Marcus Geisler's introduction to car crafting was a case of turning lemons into lemonade. Rather than the brand-new cars his brothers and sisters had received, Geisler was given an inoperable '67 Firebird from his stepdad. Over the course of a year, Geisler and friends got the car running, and after a few mishaps and misadventures sold the result for $6,500. Shortly after that, he bought a '23 T-bucket pickup truck for $3,500, put a little work into it, then sold it for $9,500. "I got into buying and selling cars, fixing them up, and flipping them," Geisler says. "Pretty soon, I was making a living at it. Now I pretty much just work for customers, but I'll do a car for myself every year and a half or so. Older cars represent a simpler time to me, and the business has given me a way of trying to preserve that-even if it's just to expose my son to that era." Geisler has now been in business for about 11 years. His Auto Images (autoimage.biz) custom shop in Camarillo, California, specializes in high-end paint, body, and custom fabrication as well as ground-up hot rods, custom cars, and restorations.
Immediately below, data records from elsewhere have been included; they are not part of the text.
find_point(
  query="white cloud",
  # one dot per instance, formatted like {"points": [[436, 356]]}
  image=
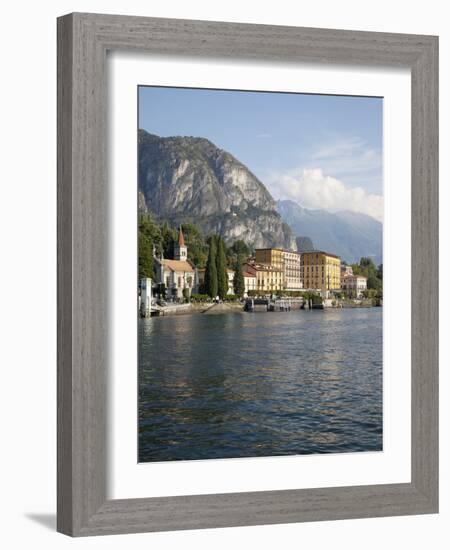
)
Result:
{"points": [[311, 188]]}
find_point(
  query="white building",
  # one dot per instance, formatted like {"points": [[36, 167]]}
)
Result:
{"points": [[354, 285], [249, 282], [177, 274], [145, 301], [230, 274]]}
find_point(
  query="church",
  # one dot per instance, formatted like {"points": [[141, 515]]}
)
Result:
{"points": [[177, 274]]}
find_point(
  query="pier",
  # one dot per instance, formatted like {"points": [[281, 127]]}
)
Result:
{"points": [[267, 304]]}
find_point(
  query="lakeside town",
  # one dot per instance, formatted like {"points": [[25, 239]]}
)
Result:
{"points": [[238, 278]]}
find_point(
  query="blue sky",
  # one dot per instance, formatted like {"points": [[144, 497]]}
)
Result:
{"points": [[321, 151]]}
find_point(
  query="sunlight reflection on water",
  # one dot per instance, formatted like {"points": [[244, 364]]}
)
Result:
{"points": [[260, 384]]}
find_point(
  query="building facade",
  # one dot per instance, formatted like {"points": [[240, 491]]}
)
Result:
{"points": [[287, 261], [268, 279], [177, 274], [321, 271], [249, 281], [354, 285], [230, 274]]}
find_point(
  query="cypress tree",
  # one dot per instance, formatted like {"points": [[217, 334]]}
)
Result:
{"points": [[211, 270], [221, 265], [238, 281]]}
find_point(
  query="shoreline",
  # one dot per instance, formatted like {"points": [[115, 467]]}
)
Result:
{"points": [[227, 308]]}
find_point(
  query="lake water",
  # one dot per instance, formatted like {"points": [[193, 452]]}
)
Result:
{"points": [[260, 384]]}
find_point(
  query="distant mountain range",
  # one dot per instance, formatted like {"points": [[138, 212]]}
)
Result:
{"points": [[189, 179], [350, 235]]}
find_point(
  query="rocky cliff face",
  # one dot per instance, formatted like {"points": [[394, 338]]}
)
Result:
{"points": [[187, 179]]}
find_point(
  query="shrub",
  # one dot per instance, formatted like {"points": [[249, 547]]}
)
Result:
{"points": [[200, 298], [231, 298]]}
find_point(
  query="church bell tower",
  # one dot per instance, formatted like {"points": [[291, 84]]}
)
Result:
{"points": [[180, 249]]}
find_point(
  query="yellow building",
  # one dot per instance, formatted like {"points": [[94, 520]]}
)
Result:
{"points": [[270, 256], [288, 261], [321, 270]]}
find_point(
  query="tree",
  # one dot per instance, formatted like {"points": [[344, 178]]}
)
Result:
{"points": [[145, 257], [221, 266], [238, 280], [197, 247], [211, 269], [149, 240], [168, 237]]}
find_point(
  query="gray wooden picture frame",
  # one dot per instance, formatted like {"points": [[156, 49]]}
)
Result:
{"points": [[83, 41]]}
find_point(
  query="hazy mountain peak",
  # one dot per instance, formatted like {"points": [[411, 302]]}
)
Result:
{"points": [[350, 235]]}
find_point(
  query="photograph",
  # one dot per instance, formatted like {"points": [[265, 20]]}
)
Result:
{"points": [[260, 274]]}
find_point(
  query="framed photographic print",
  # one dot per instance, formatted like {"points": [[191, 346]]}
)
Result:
{"points": [[247, 274]]}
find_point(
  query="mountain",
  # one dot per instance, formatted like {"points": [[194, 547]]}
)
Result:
{"points": [[350, 235], [188, 179]]}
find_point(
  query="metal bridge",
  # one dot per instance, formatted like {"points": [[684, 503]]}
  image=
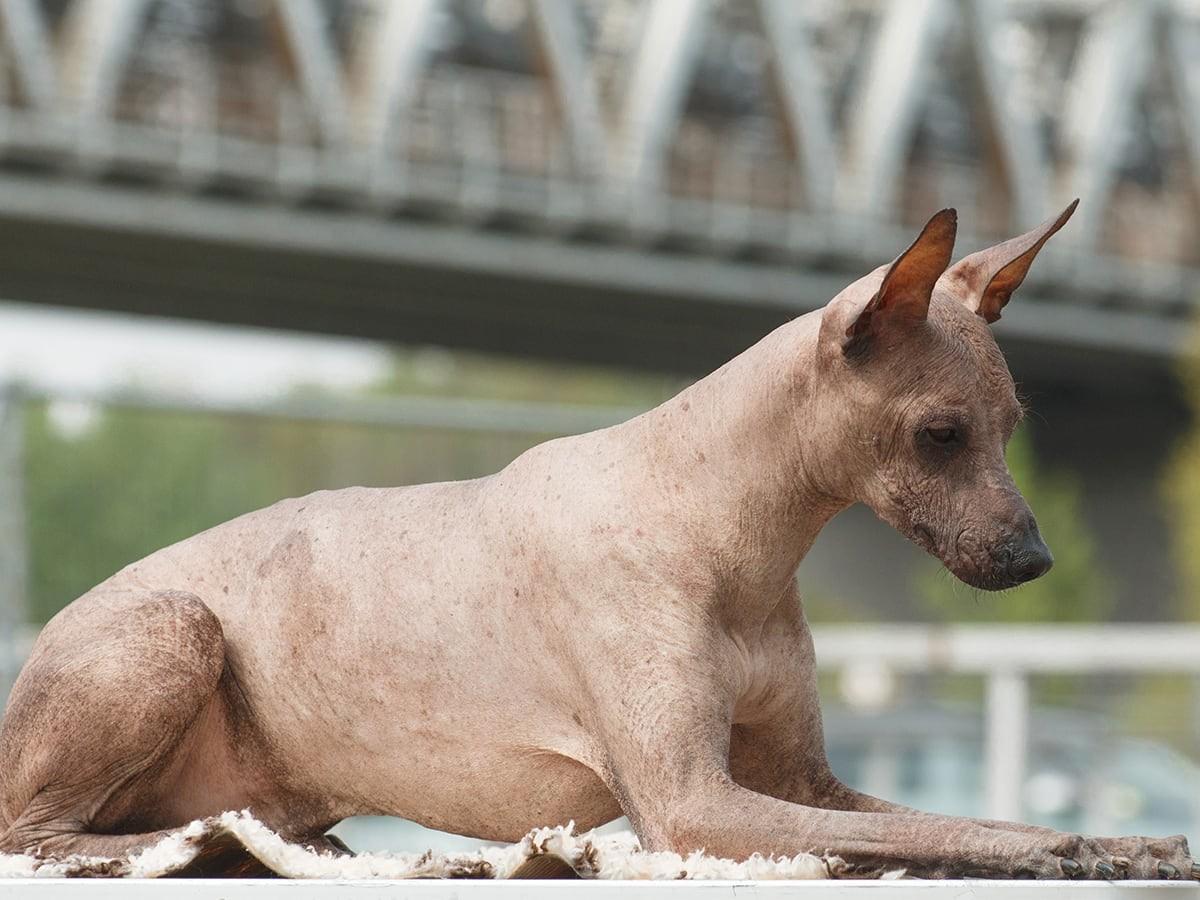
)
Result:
{"points": [[636, 181]]}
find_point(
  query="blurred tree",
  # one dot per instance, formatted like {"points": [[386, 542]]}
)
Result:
{"points": [[1077, 589], [106, 495], [107, 487], [1181, 489]]}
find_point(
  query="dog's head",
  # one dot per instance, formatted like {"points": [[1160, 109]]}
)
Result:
{"points": [[923, 402]]}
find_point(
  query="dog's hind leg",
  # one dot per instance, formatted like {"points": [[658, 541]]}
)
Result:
{"points": [[100, 713]]}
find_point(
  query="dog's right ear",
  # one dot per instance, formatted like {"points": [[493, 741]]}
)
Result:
{"points": [[903, 297]]}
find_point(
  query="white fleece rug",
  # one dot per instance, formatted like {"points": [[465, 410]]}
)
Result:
{"points": [[238, 844]]}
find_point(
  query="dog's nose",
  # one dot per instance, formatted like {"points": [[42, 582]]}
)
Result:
{"points": [[1031, 557]]}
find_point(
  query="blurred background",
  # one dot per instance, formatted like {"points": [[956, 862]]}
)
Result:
{"points": [[251, 249]]}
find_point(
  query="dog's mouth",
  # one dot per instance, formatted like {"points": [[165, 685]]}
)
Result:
{"points": [[981, 577]]}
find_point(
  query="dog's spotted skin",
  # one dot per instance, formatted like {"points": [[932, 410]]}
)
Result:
{"points": [[609, 624]]}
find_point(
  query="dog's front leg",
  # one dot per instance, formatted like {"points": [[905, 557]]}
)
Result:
{"points": [[779, 750], [664, 711]]}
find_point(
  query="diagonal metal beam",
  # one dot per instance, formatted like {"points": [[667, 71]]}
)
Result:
{"points": [[24, 27], [562, 45], [387, 64], [306, 30], [655, 93], [97, 39], [1013, 130], [1102, 93], [805, 111], [888, 103]]}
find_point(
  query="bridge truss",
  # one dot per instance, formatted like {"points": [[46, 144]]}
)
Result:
{"points": [[651, 181]]}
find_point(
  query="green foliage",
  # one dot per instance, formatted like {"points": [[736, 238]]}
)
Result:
{"points": [[132, 481], [1077, 589], [1181, 490]]}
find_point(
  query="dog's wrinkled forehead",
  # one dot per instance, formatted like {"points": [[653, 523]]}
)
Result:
{"points": [[975, 367]]}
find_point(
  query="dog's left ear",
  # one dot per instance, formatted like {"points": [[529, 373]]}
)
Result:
{"points": [[985, 280], [903, 298]]}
A. Tucked back in the corner is a shaved '65 El Camino that is undergoing a complete frame-off restomod build, including a Moser 12-bolt rearend and a fuel-injected LS2 that has been tweaked to the tune of 500 horses and 480 lb-ft. The interior will be close to period correct but will use modern materials and technology such as high-quality leathers on Lincoln Mark VIII buckets seats.
B. The '69 Chevelle features an LS1 engine, a six-speed transmission, and a 12-bolt Posi rearend with 3.73:1 gears. In addition to installing an upgraded suspension with boxed upper and lower rear control arms, Geisler sprayed a multicolor candy retro paint job that might have been popular in the late '60s or early '70s but includes modern paint technology that comes to life in sunlight. A two-tone Bentley leather interior will match the colors of the exterior, and the console and some of the engine pieces will be custom-made from copper.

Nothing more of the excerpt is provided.